2

I'm encountering a rather special case when I try to download a website and attempt to convert all links within a certain domain to relative links. The wget command I use is:

wget -q -r -nH -H -D{domain-name} -l 5 -p -E -k -e robots=off {url}

It downloads all the required pages and resources just fine. It then proceeds to convert all the links in the source pages with relative paths. During this process, it even performs some path encoding so that the website works smoothly from the download folder.

The issue that I'm facing is:

Say I have an link to a stylesheet in the original index.html like so -

<link rel="stylesheet" href="/templates/source/booga booga/foobar.css" type="text/css" />

wget downloads the correct css from the server and encodes the link to the css file in index.html like so -

<link rel="stylesheet" href="/templates/source/booga&#32;booga/foobar.css" type="text/css" />

All good so far. All browsers find the stylesheet just fine.

Now, the stylesheet foobar.css contains a section like so -

.foo-bar-button {
font-size: 12px;
padding: 10px 20px 10px 30px;
background: url(/templates/professional/1/main/en/gfx/booga%20booga/foo-bar.png) left 55%  no-repeat;
display: block;
width: 90px;
}

wget downloads the background image, and proceeds to convert and/or encode the path to it. It ends up with this -

.foo-bar-button {
font-size: 12px;
padding: 10px 20px 10px 30px;
background: url(/templates/professional/1/main/en/gfx/booga booga/foo-bar.png) left 55%  no-repeat;
display: block;
width: 90px;
}

The path to the background image in the downloaded/converted css file now has an unencoded whitespace. IE can find the image just fine and the site works. Chrome/Firefox/Opera cannot handle it and the button is invisible.

I have multiple cases where the whitespace in the url() in the stylesheet leads to incorrect styling.

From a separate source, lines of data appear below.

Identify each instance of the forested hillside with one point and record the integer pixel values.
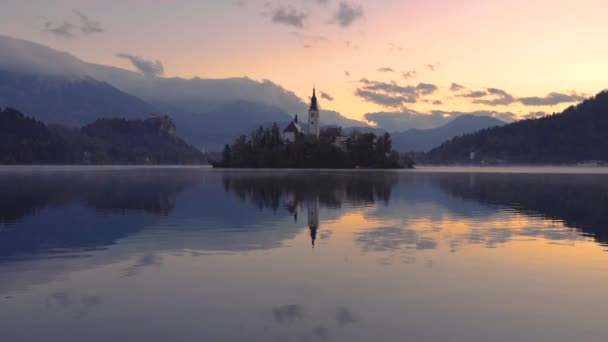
(576, 135)
(24, 140)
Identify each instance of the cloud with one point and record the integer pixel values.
(345, 316)
(408, 119)
(535, 115)
(498, 98)
(88, 26)
(474, 94)
(552, 99)
(381, 99)
(326, 96)
(146, 67)
(288, 313)
(290, 17)
(409, 74)
(308, 40)
(455, 87)
(392, 94)
(347, 14)
(239, 3)
(63, 30)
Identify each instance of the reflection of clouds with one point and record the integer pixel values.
(288, 313)
(146, 260)
(65, 300)
(457, 232)
(322, 333)
(319, 325)
(344, 317)
(385, 239)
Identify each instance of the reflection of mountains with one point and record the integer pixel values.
(150, 192)
(59, 197)
(292, 190)
(580, 201)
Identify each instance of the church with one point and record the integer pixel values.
(313, 130)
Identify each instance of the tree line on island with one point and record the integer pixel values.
(264, 148)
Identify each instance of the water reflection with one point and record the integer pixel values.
(196, 255)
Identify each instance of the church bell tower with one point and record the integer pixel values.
(313, 116)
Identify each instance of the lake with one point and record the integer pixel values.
(195, 254)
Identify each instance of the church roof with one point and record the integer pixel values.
(313, 101)
(293, 127)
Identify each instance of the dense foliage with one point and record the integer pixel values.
(576, 135)
(264, 148)
(24, 140)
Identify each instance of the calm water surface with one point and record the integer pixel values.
(200, 255)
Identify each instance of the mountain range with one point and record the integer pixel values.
(576, 135)
(56, 87)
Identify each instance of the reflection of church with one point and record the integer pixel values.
(313, 218)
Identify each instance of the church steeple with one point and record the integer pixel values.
(313, 116)
(313, 101)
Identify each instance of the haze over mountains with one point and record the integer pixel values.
(56, 87)
(577, 135)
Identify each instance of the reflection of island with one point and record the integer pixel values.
(311, 191)
(579, 201)
(313, 218)
(292, 190)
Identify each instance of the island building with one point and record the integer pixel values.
(314, 125)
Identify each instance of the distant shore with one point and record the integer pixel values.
(418, 169)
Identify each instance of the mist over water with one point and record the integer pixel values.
(191, 254)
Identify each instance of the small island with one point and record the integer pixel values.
(313, 148)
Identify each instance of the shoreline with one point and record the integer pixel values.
(419, 169)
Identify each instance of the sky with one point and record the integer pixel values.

Any help would be appreciated.

2 Answers2

0
find -name *.css -exec sed -e 's/\(url([^)]*\) /\1%20/g' -i \{\} \;

:). If urls can contain up to X spaces, then repeat this X times.

sourcejedi
  • 3,051
  • 2
  • 24
  • 42
  • I'm hoping I can tweak wget options to get what I want without post-processing. Also it gets worse as I'm working in a Windows environment with wget.exe. – Ramesh Muraleedharan Nov 09 '12 at 00:51
  • You seem to be shying away from calling this a bug :p. I think you're out of luck, unless it's been fixed in a more recent version of wget. (You could fix the other problem by using Cygwin; which might also give you a more recent version). – sourcejedi Nov 10 '12 at 10:37
  • You're right of course. I will explore post processing options, both Cygwin and otherwise. – Ramesh Muraleedharan Nov 12 '12 at 18:09
0

I know this is an old question but I found it while searching for the same problem.

I propose an alternative solution: placing the url between quotes:

`sed -re "s/url\((.+)\)(.+)/url\(\'\1\'\)\2/g" file.css -i;`

should do the trick.

H725
  • 1
  • 1